Je suis pas super fan de Jean Eustache (le mot est faible) mais lorsqu'on m'a dit qu'il avait fait un film dans lequel la même longue histoire est racontée de deux façons différentes par deux acteurs différents, mon côté OuLiPien s'est dit "je dois voir ça" même si, soyons honnête, ma curiosité a surtout été motivée parce que le film est gratuit sur YouTube et que j'avais temporairement épuisé ma liste de films à regarder.
Et, j'ai... en quelque sorte.... bien aimé. C'est loin d'être incroyable (c'est juste un acteur qui parle et des gens qui l'écoutent) mais c'est globalement inoffensif. Bon, j'épiloguerais pas sur l'histoire : c'est juste un mec qui explique qu'il a une eu une période voyeuriste où il matait le sexe des femme par un trou dans un café.
Ce qui est marrant c'est que c'est filmé comme si les personnes étaient en train d'improviser leur texte, de les raconter à des amis dont on aurait filmé la discussion, mais le fait que ce soit la même histoire, au mot près, ramène à l'artifice du procédé. Pour le coup, on est dans une démarche inverse de la Maman et la Putain : alors que dans le premier, les dialogues très écrits étaient déclamés de façon un peu robotique, ici on a l'impression de réel qui me parle plus, le côté "ça rend vrai" a fonctionné sur moi, et ce même si je venais de voir e-xac-te-ment la même discussion dans le film d'avant. La seule différence entre les deux versions étant que dans la deuxième version on ne voit pas les femmes qui adressent des répliques au locuteur mais qu'on filme sa réaction à leur questions.

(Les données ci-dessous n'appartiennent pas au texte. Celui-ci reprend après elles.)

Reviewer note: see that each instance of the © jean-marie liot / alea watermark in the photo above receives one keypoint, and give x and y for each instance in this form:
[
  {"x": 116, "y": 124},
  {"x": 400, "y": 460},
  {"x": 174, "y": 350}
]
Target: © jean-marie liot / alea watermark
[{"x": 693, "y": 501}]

Ce qu'il y a de prenant, c'est que l'histoire a pris un cachet "histoire d'il y a 50 ans" : l'homme qui descend dans un petit bistrot pour téléphoner, les toilettes mal foutues la façon de parler, le rapport à la femme qui fait très "mec parisien" alignant les rencontres. Il y a un côté "bourgeoisie dandy" disparue.
Après, on reste dans ce genre de film qui m'horripile par son côté "recherche du mystère féminin" avec un homme en train de raconter pourquoi celles-ci sont intrinsèquement différente des hommes alors que ce qu'il dit n'engage que lui. Y a un côté très bourgeois dans cette histoire d'un mec qui raconte quelque chose de misogyne et les femme l'écoutent en mode "whaaa, quelle histoire géniale" (dont Françoise Lebrun, coucou.) Et puis la réflexion sur "un homme qui montre son sexe, c'est comme un petit garçon il peut pas vous faire de mal" ça sort VRAIMENT d'un mec des années 70 qui n'a jamais discuté avec une victime d'agression sexuelle. On est vraiment sur le côté "homme qui s'écoute parler" et j'ai absolument aucun point d'accord avec ce que raconte le locuteur.
Je l'ai vu comme une capsule temporelle pour le coup et comme un film qu'il faut pas vraiment prendre au sérieux. (Ha et Michael Londsdale est meilleur raconteur que Jean-Noël Picq, voilà, c'est dit.)